Post Keynesian economicsPost Keynesian economics is a school of thought which is based on the ideas of John Maynard Keynes. It differs from the interpretation of Keynes' ideas offered by mainstream Keynesian economics, emphasising in particular:
- The importance of uncertainty, historical time, or non-ergodicity (as opposed to risk, logical time, and ergodic processes).
- The idea that money matters in all runs.
- A rejection of neoclassical general equilibrium models.
Post Keynesians believe, along with others, that what many call Keynesianism is, in fact, a counterrevolution against the economics of Keynes. Keynesianism, as developed by many American economists, teaches that involuntary unemployment is a temporary or medium run phenomenon. Government pump-priming may be desirable, but if wages and prices were perfectly flexible, mainstream Keynesian economists believe, the labor market would eventually clear.

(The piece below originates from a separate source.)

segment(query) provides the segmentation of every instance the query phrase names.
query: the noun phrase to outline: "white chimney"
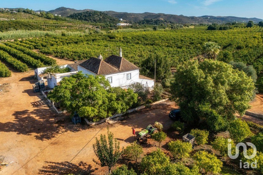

There are divisions within Post Keynesian economics, e.g. between American Post Keynesians such as Paul Davidson and the Cambridge (England) - Italian branch.
Post Keynesian economics emphasizes macroeconomics. Many Post Keynes look to American Institutionalists for microeconomics. Institutionalists include such economists as Thorstein Veblen, John R. Commons, Wesley Clair Mitchell, John Maurice Clark, Clarence Ayres, Gunnar Myrdal (not-an-American), and John Kenneth Galbraith.